My worry is that in making a snap decision and then immediately transitioning people can, sometimes perhaps needlessly, pull down the edifice of their lives in a way in which, once the shine has worn off the transition, they come to regret. For some people this concerns the more playful aspects of living in a role other than that they were assigned at birth not matching up to the prosaic day-to-day realities of living in that gender role; Some people feel that surgeries or hormones will effect a social change in their life (perhaps in how others see them) which does not materialise, and are also left with large debts which exacerbate this burden; Some people may have transitioned in the evenings and at weekends for example, and not at work, and then come to find working day-to-day in a new role not what they had expected; And other people may not have transitioned with family and friends and find that the reception they were expecting was not what they received. This is not to say, of course, that people cannot transition very successfully in all these domains – many people do; or that there may not sadly be inevitable losses in any case; but rather that it is important to ensure that the idea of what it will be like matches the reality before making any irreversible changes.

To this end I generally recommend that people take a staged approach – telling those people they feel will be accepting and spending time with them in their preferred gender, before expanding that circle outwards. That not only gives the trans person time to asses whether it is right for them, it crucially allows other people time to come to terms with the change. This is not to say, of course, that trans people should be beholden to others in the timing or manner of their transition, but rather that with careful consideration – which may involve a paced transition – and calm compassionate communication, even quite anti-transition friends, family and co-workers can often be brought onside. What really seems to upset people is a transition which comes rather suddenly and [apparently] upsets their previously ordered life. It’s important to recognise that for wives, husbands, partners, parents and children the transition of a loved one is a major event in their life too and may require a rethink of their own identity as a wife or a husband; as a heterosexual, gay or lesbian person; as a son or daughter to a mum or dad and so on. While their thoughts and any fears should not prevent a necessary transition, they should be taken into account in so far as is possible with regards to the manner in which a transition is undertaken.
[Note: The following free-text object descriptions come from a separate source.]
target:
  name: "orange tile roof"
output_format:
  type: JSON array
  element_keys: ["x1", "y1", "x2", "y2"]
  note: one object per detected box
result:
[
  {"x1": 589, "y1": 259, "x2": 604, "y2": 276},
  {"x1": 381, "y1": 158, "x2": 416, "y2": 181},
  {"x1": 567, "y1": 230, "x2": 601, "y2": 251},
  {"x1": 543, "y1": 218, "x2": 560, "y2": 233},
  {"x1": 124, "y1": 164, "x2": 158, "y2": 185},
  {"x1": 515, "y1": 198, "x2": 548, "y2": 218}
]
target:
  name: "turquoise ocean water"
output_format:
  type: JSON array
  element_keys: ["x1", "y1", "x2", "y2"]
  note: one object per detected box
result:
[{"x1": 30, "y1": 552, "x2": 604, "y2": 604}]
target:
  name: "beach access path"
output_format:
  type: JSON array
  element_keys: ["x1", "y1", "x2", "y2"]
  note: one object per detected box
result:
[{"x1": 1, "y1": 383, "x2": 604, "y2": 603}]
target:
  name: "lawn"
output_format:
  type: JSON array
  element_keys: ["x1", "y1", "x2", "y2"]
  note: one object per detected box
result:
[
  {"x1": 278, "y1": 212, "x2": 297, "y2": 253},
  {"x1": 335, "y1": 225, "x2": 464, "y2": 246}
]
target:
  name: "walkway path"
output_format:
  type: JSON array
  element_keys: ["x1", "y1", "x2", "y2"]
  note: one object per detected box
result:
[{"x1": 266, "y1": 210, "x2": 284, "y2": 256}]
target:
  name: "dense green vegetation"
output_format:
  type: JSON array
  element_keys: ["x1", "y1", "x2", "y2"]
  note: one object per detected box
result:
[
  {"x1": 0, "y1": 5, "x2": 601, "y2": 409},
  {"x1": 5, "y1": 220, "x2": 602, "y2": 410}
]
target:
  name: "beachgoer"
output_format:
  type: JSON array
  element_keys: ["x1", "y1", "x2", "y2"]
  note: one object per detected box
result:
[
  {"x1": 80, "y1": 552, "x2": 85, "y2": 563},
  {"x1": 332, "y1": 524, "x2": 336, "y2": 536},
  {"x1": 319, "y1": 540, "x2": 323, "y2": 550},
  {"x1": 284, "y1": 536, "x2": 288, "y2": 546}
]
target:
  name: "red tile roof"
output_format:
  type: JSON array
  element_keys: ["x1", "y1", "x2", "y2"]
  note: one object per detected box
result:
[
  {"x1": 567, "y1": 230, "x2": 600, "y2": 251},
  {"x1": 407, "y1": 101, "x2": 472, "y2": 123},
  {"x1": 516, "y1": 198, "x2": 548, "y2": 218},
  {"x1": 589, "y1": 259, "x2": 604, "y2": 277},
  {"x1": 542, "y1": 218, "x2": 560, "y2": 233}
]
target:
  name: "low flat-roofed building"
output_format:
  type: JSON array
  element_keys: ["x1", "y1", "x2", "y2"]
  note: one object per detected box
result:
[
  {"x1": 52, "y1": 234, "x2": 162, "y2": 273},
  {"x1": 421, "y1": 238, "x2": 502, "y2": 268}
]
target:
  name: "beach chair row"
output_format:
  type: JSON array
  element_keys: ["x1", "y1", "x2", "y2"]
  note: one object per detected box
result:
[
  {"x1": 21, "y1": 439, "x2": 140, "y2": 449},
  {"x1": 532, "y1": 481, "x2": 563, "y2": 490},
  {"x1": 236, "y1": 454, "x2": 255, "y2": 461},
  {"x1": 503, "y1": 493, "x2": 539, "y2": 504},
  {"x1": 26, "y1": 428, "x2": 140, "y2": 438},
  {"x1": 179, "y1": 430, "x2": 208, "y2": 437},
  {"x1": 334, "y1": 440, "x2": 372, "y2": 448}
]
It’s also important for us to respect that trans people come in many and varied types and that, for some, to detransition or to markedly delay a transition could have tragic consequences due to the severity of the dysphoria; Whereas for others, elements such as wives, husbands, partners, parents and children are equally, or more marked in the person’s feelings and ideas – in which case the dysphoria must be managed as best it can without a full-time, or sometimes any, transition. As with so much else – gender dysphoria is not of a universal magnitude.

So there we are. It seems like it is a good plan to help people be who they need to be – whatever that turns out to be – and to encourage people to do that in such a way that when they get there they have not jettisoned important parts of their lives solely for the sake of expediency – and so come to regret, not necessarily what they’ve done, but how they’ve done it.